Question: r/m calculation with CI95%!

[maesaar]

Hello @xavierdidelot, I have read the issues #99 and #114 regarding CI95% calculations for r/m. Do I understand it correctly:

CFML has been ran with following parameters:

ClonalFrameML v1.12
xmfa_file = true
em = true
emsim = 100
output_filtered = true
show_progress = true

First to get overall CI95% I have to use following input like in issue #99.

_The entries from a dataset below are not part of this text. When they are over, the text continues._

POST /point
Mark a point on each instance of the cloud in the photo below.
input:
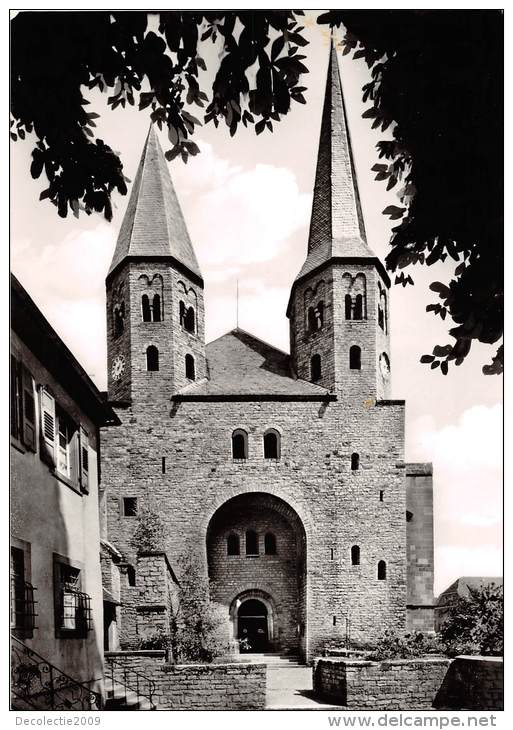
(240, 216)
(66, 280)
(455, 561)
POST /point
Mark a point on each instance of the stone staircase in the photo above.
(118, 697)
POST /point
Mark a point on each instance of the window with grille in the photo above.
(23, 613)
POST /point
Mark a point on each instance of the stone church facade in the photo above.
(284, 475)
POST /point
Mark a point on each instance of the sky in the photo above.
(247, 203)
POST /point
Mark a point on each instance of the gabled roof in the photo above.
(240, 365)
(154, 226)
(336, 228)
(460, 586)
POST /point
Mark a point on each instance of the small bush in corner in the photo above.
(149, 532)
(413, 645)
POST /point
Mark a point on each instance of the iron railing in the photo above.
(23, 607)
(37, 684)
(131, 681)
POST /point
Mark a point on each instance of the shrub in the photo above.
(475, 624)
(392, 645)
(149, 532)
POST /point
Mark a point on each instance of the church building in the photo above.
(283, 475)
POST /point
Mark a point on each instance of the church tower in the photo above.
(339, 303)
(155, 309)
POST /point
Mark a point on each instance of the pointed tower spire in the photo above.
(336, 227)
(154, 226)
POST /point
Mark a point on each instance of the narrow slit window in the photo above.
(156, 308)
(233, 544)
(355, 358)
(152, 358)
(146, 309)
(315, 368)
(251, 543)
(239, 444)
(270, 543)
(348, 303)
(271, 445)
(190, 368)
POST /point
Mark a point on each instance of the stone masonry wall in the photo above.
(338, 507)
(388, 685)
(470, 683)
(199, 686)
(473, 683)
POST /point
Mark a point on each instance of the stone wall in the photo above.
(419, 546)
(473, 683)
(411, 684)
(198, 686)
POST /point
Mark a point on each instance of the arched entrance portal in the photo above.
(256, 551)
(252, 631)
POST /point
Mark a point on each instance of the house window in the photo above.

Parameter	Posterior Mean	Posterior Variance	a_post	b_post
R/theta	0.297706	4.0978e-05	2162.84	7265.02
1/delta	0.000530892	1.40412e-10	2007.28	3.78095e+06
nu	0.0157936	4.17345e-09	59768	3.78431e+06

Second I calculate r/m as follows: r/m = 1/1/delta * R/theta * nu therefore the r/m = 1/0.000530892 * 0.297706 * 0.0157936 = ~8.86

Third I calculate CI95% for each parameter using the formula in R qgamma(c(0.025,0.975),shape=a_post,rate=b_post): R/theta CI95% is calculated qgamma(c(0.025,0.975),shape=2162.84,rate=7261.02) 1/delta CI95% is calculated qgamma(c(0.025,0.975),shape=2007.28,rate=3780950) nu CI95% is calculated qgamma(c(0.025,0.975),shape=59768,rate=3784310)

Summary of results of CI95% calculations:

Parameter	0.025	0.975
R/theta	0.2854475	0.3105534
1/delta	0.0005079198	0.0005543673
nu	0.01566726	0.01592050

Fourth I will calculate 0.025:r/m(0.025) = 1/0.0005079198 * 0.2854475 * 0.01566726 = ~8.81

Fifth I will calculate 0.975: r/m(0.975) = 1/0.0005543673 * 0.3105534 * 0.01592050 = 8.92

Finally the r/m(CI95%) is 8.86[8.81-8.92]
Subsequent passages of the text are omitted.